Laws changed to allow WA’s transgender people to change birth certificate without divorcing

Jaime Page (right) outside Parliament House with Associate Professor Sam Winter from Curtin University.
Jaime Page (right) outside Parliament House with Associate Professor Sam Winter from Curtin University.

TRANSGENDER people across Western Australia will no longer be forced to divorce their spouse in order to update their birth certificate after the WA Parliament removed outdated laws.

The changes come following a report by the Law Reform Commission of WA recommending a series of improvements to LGBTQI+ rights, including protections against discrimination based on gender identity and intersex status and removing sex classification from birth certificates.

Perth rock guitarist and transgender woman Jaime Page said it has been a long journey for advocates who have been campaigning on this issue since marriage equality was legislated in 2017.

“On the wonderful day that same-sex marriage become law, I watched with pride as the public gallery celebrated,” she said.

“To me it was one of the most touching scenes ever witnessed in Parliament, as divisions disintegrated and love was all around, barring a few isolated sad faces.

“But there was one other slightly sad face – me. After everything we did to get there, I was feeling left out, I was not equal, and neither were many of my sisters and brothers.

“We had a new challenge on our hands.

“We celebrated for the lesbian, gay and bisexual community and hoped for an early resolution to this anomaly.”

Equality Australia director of legal advocacy Lee Carnie said the reform is a significant step in removing discriminatory laws, but there’s more to be done.

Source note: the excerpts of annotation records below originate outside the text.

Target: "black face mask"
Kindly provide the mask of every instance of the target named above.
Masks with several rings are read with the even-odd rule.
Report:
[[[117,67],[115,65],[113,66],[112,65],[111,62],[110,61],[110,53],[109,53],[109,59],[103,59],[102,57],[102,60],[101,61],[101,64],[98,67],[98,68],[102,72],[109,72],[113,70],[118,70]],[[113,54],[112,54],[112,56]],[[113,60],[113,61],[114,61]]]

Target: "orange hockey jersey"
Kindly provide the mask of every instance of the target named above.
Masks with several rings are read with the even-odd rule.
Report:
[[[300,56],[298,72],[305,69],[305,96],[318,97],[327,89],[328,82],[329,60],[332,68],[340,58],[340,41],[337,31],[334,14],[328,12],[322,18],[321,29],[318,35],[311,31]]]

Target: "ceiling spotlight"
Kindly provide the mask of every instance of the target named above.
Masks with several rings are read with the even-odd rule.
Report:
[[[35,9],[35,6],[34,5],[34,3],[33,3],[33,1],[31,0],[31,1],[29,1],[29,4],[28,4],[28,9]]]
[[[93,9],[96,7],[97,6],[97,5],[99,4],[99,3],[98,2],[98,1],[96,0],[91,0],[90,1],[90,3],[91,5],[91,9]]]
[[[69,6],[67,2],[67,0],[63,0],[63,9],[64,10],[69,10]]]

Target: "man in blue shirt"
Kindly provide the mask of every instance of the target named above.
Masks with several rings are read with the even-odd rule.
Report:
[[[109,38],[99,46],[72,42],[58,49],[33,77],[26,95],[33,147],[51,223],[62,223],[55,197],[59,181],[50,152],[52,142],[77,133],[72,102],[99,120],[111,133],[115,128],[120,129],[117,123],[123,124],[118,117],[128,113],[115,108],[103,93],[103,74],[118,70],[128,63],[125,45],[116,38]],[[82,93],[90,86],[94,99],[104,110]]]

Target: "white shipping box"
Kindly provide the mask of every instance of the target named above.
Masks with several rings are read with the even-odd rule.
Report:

“It’s fantastic to see the WA Government taking steps to remove this discrimination against married trans and gender diverse people,” she said.

“No one should be forced to choose between being legally recognised for who they are, or staying married to the person they love.

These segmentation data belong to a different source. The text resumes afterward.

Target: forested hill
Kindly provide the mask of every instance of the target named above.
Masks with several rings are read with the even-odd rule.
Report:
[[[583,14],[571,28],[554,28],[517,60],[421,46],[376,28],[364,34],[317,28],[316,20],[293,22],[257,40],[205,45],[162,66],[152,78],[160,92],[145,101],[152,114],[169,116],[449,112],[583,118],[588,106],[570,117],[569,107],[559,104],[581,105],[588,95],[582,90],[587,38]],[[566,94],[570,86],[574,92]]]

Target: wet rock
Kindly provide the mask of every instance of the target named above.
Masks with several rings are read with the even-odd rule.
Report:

“We urge the WA Government to carefully consider the Law Reform Commission’s report and introduce laws removing the remaining discrimination against trans and gender diverse people on birth certificates.

“For most people, updating your birth certificate is really simple. But for trans or gender diverse people, correcting the gender on your birth certificate can be almost impossible.

“No one should be forced to live a lie or face daily problems when applying for a job, going to Centrelink or enrolling to study because of these outdated laws.”